Translated from the Serbian by John K. Cox

Text Read by a Window at the Independent Association of Journalists of the Vojvodina

September 5, 1991

Every day I ask myself this question while watching television: are war and fact-based news really incompatible? Is it the same with patriotism and the desire to be fully informed? Does concern for one's own community have to defend itself by the rigid selection of current events and people, of reports and reporters? Is hatred the only thing that triggers self-defense?

My first window on the world, several decades ago, looked out onto a wall, onto bulletin boards with newspapers. Now that I need to say what I see out this window, what’s there? The wall has been demolished; behind it yawns an abyss; but those newspapers are still floating in the air, their letters are still vibrating on the screen, and their spirit, although the words are different, is still suspended above the void. The wall-mounted newspapers that ushered us out of that war are now leading us into a new one.  Their long-range electronic cry to millions of people is more efficient than the whoop of any warlord, more credible and persuasive than the whisper of one's own brother. Television is, even when it is broadcasting from a war zone, distant from its viewer, from its warrior, and is not responsible for their lives; it is not responsible for anything. Long-distance management of people is enjoying a bloody boom. Television is becoming death-o-vision, murder-vision, not because of the horrors to which it bears witness but because it convinces us that the horror is unavoidable, and because, whether it recognizes this or not, whether it wants this or not, it is itself serving death, the sovereign and long-term interests of death; it is turning into a dead vision, the medium of destruction of our intellect, our common sense, our need for a comprehensive picture of the world and our own place and prospects in it. It is a means of ruining souls and spirituality, everything that is life-giving, and that comprises life.
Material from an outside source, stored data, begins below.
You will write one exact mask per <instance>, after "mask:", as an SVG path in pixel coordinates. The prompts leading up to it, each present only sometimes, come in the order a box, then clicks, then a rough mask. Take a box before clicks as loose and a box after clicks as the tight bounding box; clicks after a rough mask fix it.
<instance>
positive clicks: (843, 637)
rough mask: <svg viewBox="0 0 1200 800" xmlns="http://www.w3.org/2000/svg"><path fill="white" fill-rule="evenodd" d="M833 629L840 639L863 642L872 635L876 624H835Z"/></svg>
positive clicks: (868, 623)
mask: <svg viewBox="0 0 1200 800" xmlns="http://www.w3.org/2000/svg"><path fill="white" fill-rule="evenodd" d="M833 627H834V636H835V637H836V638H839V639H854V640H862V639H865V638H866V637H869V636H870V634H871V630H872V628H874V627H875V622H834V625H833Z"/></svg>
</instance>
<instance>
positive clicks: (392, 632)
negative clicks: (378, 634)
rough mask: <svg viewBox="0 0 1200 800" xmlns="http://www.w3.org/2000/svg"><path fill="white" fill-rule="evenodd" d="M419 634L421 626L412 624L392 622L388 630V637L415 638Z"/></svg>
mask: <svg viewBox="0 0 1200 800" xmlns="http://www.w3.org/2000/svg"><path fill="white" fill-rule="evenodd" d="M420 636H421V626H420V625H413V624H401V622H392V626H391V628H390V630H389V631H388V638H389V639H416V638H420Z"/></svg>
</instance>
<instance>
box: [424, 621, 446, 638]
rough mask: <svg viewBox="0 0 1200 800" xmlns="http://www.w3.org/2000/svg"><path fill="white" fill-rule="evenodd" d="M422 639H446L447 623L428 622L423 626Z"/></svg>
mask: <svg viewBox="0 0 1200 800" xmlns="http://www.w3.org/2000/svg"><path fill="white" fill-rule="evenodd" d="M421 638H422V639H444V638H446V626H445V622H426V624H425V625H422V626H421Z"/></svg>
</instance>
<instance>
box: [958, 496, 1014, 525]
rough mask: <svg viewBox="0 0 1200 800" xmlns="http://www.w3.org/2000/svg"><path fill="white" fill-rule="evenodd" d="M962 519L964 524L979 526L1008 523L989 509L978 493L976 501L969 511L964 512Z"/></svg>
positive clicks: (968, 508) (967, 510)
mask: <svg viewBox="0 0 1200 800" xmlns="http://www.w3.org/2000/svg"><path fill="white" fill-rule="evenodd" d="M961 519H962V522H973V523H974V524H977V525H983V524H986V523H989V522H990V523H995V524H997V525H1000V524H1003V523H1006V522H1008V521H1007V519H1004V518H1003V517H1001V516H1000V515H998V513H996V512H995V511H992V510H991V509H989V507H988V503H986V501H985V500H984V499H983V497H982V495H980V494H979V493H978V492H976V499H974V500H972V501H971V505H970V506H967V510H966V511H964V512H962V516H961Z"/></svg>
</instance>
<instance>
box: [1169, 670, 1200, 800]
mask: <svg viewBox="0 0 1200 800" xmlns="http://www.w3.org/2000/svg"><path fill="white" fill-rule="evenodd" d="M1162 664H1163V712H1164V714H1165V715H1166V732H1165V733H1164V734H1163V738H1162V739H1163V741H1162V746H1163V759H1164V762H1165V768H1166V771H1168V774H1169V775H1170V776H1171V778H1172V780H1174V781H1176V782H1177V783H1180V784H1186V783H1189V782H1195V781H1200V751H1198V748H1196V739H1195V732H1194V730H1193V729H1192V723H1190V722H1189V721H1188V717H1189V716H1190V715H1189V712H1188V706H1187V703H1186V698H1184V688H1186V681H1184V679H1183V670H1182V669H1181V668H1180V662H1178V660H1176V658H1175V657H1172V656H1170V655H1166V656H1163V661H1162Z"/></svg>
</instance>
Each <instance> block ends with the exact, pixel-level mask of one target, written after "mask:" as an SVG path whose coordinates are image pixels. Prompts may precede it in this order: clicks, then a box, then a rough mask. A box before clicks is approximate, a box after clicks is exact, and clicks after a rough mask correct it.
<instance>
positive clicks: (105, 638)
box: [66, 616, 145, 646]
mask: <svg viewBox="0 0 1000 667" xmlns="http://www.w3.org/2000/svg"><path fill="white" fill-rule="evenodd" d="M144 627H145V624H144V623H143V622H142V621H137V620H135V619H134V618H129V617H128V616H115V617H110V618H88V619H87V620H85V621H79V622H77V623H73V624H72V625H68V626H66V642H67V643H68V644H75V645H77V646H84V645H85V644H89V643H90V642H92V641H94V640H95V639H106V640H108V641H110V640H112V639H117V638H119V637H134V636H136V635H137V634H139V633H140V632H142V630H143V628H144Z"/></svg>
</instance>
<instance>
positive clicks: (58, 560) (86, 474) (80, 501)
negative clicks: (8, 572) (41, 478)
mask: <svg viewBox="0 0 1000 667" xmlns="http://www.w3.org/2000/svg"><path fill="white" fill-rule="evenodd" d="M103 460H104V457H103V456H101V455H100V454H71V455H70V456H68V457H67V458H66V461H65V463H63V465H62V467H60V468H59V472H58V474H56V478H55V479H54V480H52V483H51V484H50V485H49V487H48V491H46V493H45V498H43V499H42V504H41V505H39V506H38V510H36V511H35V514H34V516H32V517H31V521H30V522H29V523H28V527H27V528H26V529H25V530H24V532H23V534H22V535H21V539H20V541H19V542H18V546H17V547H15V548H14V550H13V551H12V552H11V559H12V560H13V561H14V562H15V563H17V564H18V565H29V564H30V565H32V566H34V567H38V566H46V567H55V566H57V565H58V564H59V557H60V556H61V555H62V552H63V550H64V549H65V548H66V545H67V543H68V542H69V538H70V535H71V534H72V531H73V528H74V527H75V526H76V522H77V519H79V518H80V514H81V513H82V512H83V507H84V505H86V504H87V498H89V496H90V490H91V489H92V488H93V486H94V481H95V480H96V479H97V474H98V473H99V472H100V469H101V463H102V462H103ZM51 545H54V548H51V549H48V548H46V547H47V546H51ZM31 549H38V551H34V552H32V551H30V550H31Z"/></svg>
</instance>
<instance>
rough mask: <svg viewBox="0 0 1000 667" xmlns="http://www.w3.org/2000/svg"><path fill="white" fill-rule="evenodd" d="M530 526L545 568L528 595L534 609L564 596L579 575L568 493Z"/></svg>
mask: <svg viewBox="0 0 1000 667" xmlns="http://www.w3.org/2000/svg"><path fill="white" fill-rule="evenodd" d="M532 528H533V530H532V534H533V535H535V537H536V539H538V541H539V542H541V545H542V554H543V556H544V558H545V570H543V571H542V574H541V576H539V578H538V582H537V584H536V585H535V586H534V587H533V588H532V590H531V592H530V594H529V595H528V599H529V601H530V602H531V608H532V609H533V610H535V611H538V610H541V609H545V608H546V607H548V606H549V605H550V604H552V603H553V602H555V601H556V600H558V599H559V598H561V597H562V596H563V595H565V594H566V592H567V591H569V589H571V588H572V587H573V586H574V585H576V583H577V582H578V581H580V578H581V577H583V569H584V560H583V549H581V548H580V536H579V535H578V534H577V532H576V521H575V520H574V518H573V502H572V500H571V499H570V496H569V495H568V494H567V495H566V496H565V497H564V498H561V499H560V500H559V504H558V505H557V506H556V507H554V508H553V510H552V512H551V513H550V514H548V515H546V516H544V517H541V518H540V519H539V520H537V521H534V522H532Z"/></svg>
If I understood correctly the meaning of this window (which perhaps still looks out onto Zmaj Jovan Street today), its purpose was, while at least the facades were integral, to see something constituted there, improvised, a millimeter away from the precipice—a new, regenerated medium that is not remotely controlled, not tele-anything, and instead is a “close vision,” so to speak, a medium of living encounters, face to face, a life-vision that will try to translate the incoherent call of higher interests into the language of clear consequences. That’s the role of little windows in big history.